Photo by Kouichirou Tue Nakai.
When I was a kid I remember catching the end of that episode of Goosebumps where a kit ant-farm goes haywire. The ants grow to the size of large buildings and watch the humans trapped in their houses, in the kind of absurdist role-reversal which is terrifying when you're six. Maybe it's the cover art playing tricks on me, or maybe it's the apocalypse-horror soundscapes, but the latest dispatch from the Voyder collective brought this to mind.
Written by French producer Francis Balthazar operating under the name Cancer, Presque Rien is in many ways typical of what I've come to expect from Voyder; nuclear armageddon hip-hop and intergalactic distortions work in brain-scrambling contortions.
Although separated into digestible track lengths, the album is intended to be listened to in one sitting, each track leading into the next with little respite given from the crushing circuit bent electronics. Furthermore there are a number of remixes by Balthazar included on the LP, making the listening experience something like attending one of his live shows, not least for the improvised, freeform feel it possesses.
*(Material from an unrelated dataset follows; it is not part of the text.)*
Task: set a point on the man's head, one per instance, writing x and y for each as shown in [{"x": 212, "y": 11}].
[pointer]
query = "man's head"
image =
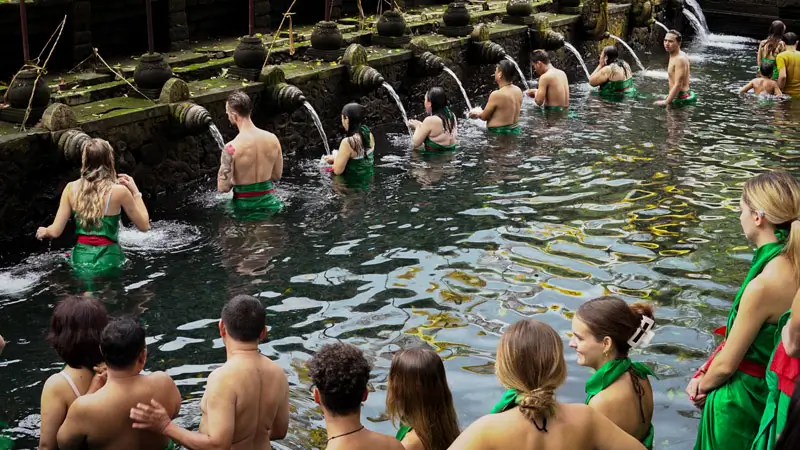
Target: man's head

Of these dissections, ‘Bouche Trou’ is one of the most memorable; bone-rattling abstractions and grunting, swaggered rhythms working together in distorted chaos. 'Thunder5' is another of the release's most intense contributions, strained dial-tones and plummeting blasts of low-end thud to a fro, like if Death Grips had gone out for a big one at the late (great) Plastic People.
Although they're only five releases deep, if there's one thing I've learnt about Voyder, it's that they only like waveforms which look like a city broker's payday cigar. Any breaks or dynamics are compressed to oblivion, resulting in tracks which are above all else, loud. Balthazar then, is a pretty ideal fit for Voyder, presenting a release which assaults the eardrums with little regard for the long term damage it might cause. Glorious.